Pasal yang Menjerat Pengunggah Meme Prabowo-Jokowi
Kasus meme kontroversial yang melibatkan Prabowo Subianto dan Joko Widodo kembali menyorot batas antara ekspresi digital dan konsekuensi hukum. Seorang mahasiswa ITB berinisial SSS yang diduga membuat dan mengunggah meme dengan bantuan teknologi kecerdasan buatan atau AI kini tidak lagi berada di tahanan Bareskrim Polri. Pada 11 Mei 2025, penangguhan penahanannya dikabulkan setelah sebelumnya ditetapkan sebagai tersangka dan dijerat Undang-Undang Informasi dan Transaksi Elektronik (UU ITE).
Penangguhan Diberikan Setelah Permohonan dari Berbagai Pihak
Penangguhan penahanan itu diberikan setelah ada permohonan dari tersangka, orang tua, kuasa hukum, serta pihak ITB. Dalam proses tersebut, SSS juga menyampaikan penyesalan atas perbuatannya dan berjanji tidak akan mengulanginya.

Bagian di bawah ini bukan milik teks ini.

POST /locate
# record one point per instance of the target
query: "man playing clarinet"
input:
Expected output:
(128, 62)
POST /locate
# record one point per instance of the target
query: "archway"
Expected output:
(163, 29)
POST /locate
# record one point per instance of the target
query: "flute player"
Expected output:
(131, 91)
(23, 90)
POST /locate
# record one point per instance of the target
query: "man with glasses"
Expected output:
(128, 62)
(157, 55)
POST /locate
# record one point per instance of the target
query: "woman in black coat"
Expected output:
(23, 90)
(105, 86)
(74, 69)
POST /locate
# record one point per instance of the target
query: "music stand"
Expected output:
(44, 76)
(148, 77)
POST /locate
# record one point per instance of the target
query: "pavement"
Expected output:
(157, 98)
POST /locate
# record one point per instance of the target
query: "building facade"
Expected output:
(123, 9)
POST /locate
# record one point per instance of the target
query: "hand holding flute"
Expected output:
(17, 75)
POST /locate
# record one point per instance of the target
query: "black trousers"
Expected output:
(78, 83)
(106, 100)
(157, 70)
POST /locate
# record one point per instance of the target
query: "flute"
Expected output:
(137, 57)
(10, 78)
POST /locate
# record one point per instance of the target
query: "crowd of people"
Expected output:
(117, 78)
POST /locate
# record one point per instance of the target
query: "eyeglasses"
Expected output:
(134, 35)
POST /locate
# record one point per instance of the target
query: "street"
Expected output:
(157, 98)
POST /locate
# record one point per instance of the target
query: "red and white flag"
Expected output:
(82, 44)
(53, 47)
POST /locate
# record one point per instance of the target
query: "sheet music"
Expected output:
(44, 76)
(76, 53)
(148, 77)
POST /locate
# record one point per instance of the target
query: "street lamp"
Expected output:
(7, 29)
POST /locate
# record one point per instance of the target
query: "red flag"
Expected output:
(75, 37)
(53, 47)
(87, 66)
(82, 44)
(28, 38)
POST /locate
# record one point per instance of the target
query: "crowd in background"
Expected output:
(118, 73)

Ia turut meminta maaf kepada Prabowo dan Jokowi atas konten yang dibuatnya.
Kuasa hukum mahasiswa ITB juga menyampaikan permintaan maaf atas kegaduhan yang muncul akibat peristiwa ini. Setelah ditahan di Rutan Bareskrim sejak 7 Mei, SSS kini telah kembali ke rumah orang tuanya dalam keadaan sehat. Sebelumnya, ia ditangkap di indekosnya di Jatinangor pada 6 Mei 2025.
Pasal Kesusilaan dan Manipulasi Data Elektronik
Dalam perkara ini, SSS dikenakan Pasal Kesusilaan dalam UU ITE. Pasal tersebut mengatur sanksi bagi siapa pun yang dianggap melanggar kesusilaan melalui informasi elektronik. Selain itu, ada pula pasal lain yang berkaitan dengan pemalsuan dan manipulasi data elektronik.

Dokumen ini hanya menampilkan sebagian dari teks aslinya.